Da Macron für die 2017 anstehenden Präsidentschaftswahlen sehr viele Stimmen braucht, um überhaupt eine Chance zu haben, wird sein Wahlkampfprofil entsprechend eingerichtet. Sogar mit einer eigenen Partei, denn natürlich hat Macron den Sozialisten längst den Rücken gekehrt und mit »En Marche« schließlich eine sogenannte Bewegung installiert, der doch eigentlich alle beitreten könnten, denn, Originalton Macron, der »Mozart der Finanzen« (Closer [Berlusconi]): »Es ist eine Bewegung, die nicht rechts und die nicht links sein wird.« Ebenfalls eine sehr hübsche Idee, wenngleich ein wenig anstrengend. Denn nun muss Macron beide Seiten bedienen. Die Rechte hat genügend Beweise dafür, dass er kein Linker ist, auch sein verbales Politbekenntnis, »dass ich kein Sozialist bin«. Die Linke hingegen wird mit Vieldeutigkeiten gefüttert. Le Point (Pinault): »­MACRON. Und warum nicht er? Wie er das System zerschlagen will«.

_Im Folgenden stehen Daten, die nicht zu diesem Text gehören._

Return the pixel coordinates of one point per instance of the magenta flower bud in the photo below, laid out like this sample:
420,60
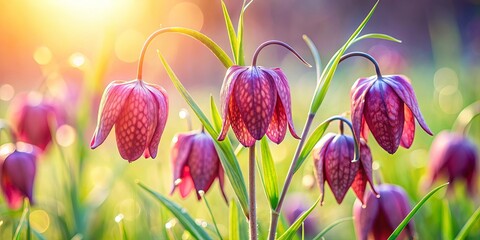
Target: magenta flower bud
256,101
454,157
195,163
17,173
378,217
333,164
387,106
139,112
31,117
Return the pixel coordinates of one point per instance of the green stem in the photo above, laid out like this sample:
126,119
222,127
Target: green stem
219,53
252,216
202,194
275,214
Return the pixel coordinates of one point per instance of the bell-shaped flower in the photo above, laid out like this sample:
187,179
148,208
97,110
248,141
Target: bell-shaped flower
455,157
195,163
32,116
139,112
378,217
256,101
387,106
17,173
333,164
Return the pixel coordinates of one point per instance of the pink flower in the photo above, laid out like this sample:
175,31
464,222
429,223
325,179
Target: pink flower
333,164
256,101
195,163
139,112
387,106
455,157
31,117
378,217
17,173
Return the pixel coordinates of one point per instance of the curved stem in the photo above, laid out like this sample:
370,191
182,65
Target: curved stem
466,116
252,216
365,55
219,53
255,55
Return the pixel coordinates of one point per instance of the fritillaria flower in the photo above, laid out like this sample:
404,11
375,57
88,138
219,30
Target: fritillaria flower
454,156
387,106
378,217
333,164
195,163
256,101
31,117
17,173
139,112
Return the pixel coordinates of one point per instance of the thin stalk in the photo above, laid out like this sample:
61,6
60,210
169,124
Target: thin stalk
275,214
252,216
202,193
367,56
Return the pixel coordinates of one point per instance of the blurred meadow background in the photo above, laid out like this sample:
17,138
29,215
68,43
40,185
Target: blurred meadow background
70,50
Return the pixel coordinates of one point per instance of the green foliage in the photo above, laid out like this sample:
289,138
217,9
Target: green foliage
180,213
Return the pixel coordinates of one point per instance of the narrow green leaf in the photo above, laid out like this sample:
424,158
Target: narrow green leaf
316,56
296,225
310,143
332,225
327,75
209,43
224,148
237,226
269,174
468,225
415,209
376,36
180,213
447,231
231,31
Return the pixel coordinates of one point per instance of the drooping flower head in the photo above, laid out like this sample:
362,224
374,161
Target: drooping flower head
31,116
333,164
195,163
455,157
256,101
139,112
17,173
378,217
387,106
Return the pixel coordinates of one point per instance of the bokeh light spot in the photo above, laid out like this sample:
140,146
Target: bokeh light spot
39,220
65,135
6,92
186,14
42,55
77,60
128,45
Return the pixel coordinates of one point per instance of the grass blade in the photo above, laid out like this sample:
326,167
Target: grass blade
410,215
269,174
332,225
180,213
224,148
231,32
468,225
298,223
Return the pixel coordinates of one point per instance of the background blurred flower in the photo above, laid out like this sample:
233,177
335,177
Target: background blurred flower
17,173
387,106
455,157
32,115
139,112
379,217
195,163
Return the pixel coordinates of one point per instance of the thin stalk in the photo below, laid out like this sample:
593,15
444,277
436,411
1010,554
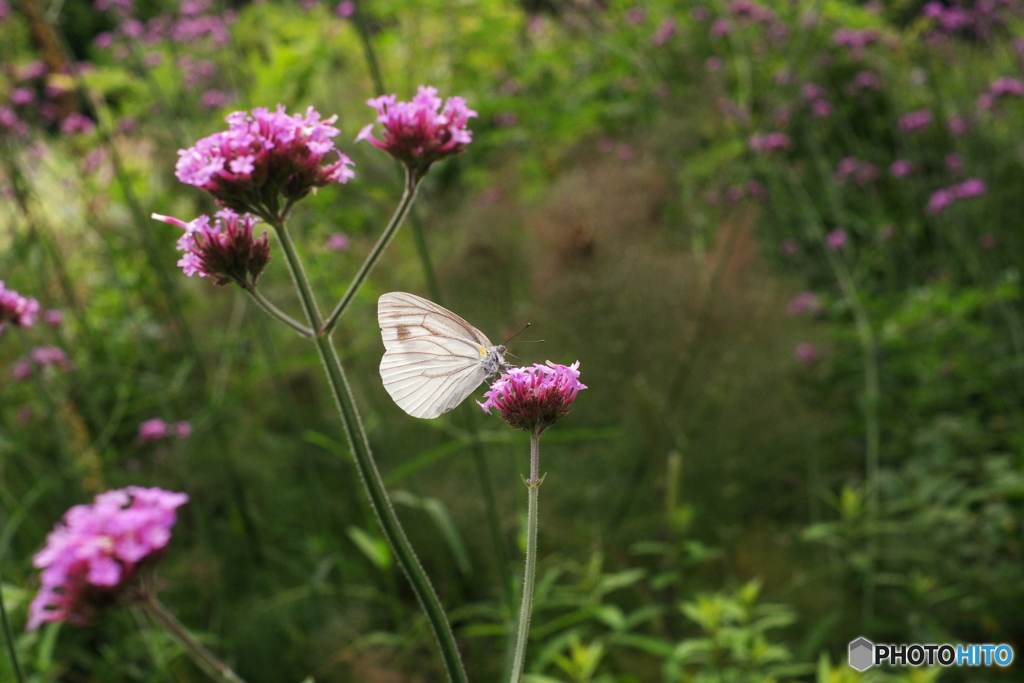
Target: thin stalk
273,311
200,654
367,467
9,638
408,198
532,489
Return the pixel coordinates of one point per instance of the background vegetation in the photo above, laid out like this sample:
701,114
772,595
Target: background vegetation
755,477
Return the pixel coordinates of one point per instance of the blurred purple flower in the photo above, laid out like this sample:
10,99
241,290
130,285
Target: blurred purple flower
95,550
836,240
338,242
16,309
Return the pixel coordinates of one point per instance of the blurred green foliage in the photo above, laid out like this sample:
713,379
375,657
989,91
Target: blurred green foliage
715,511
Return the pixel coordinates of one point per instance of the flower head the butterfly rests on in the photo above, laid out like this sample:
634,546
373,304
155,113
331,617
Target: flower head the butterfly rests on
536,397
92,555
420,132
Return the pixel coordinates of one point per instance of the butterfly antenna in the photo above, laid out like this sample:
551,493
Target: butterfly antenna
530,341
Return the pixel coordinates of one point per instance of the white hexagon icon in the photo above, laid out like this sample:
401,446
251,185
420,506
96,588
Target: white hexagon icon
861,653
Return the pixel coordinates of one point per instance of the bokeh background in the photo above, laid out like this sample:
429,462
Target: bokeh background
782,239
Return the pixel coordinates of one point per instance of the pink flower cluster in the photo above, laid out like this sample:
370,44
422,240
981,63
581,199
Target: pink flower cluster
536,397
420,132
224,250
157,430
97,549
16,309
262,156
941,199
42,356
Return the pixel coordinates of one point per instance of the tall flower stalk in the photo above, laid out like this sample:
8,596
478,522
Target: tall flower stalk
531,399
259,168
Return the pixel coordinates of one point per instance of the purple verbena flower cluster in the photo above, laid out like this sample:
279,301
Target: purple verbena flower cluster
264,156
16,309
223,249
536,397
97,549
422,131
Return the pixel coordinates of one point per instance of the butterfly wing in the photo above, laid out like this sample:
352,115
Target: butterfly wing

Also doch ein antikapitalistischer Linker? Aber um welches System geht es hier eigentlich? Gar um das französische Sozialsystem? Und worum geht es in seinem 2017 erschienenen Buch mit dem starken Titel »Révolution«? Natürlich, es geht um Konterrevolution, doch das soll nicht jeder gleich merken. Dann passiert es: Nach dem 7. Mai 2017 darf Macron in den Élysée-Palast einziehen. Eine »nie dagewesene Katastrophe für die französische Linke«, kommentiert Éric Stemmelen. Er hätte auch schreiben können: diese Linke, eine Katastrophe für Frankreich – und die deutsche Linke lässt grüßen. Diesen außerordentlich informativen und zudem auch noch spannenden Politkrimi sollte sich niemand entgehen lassen.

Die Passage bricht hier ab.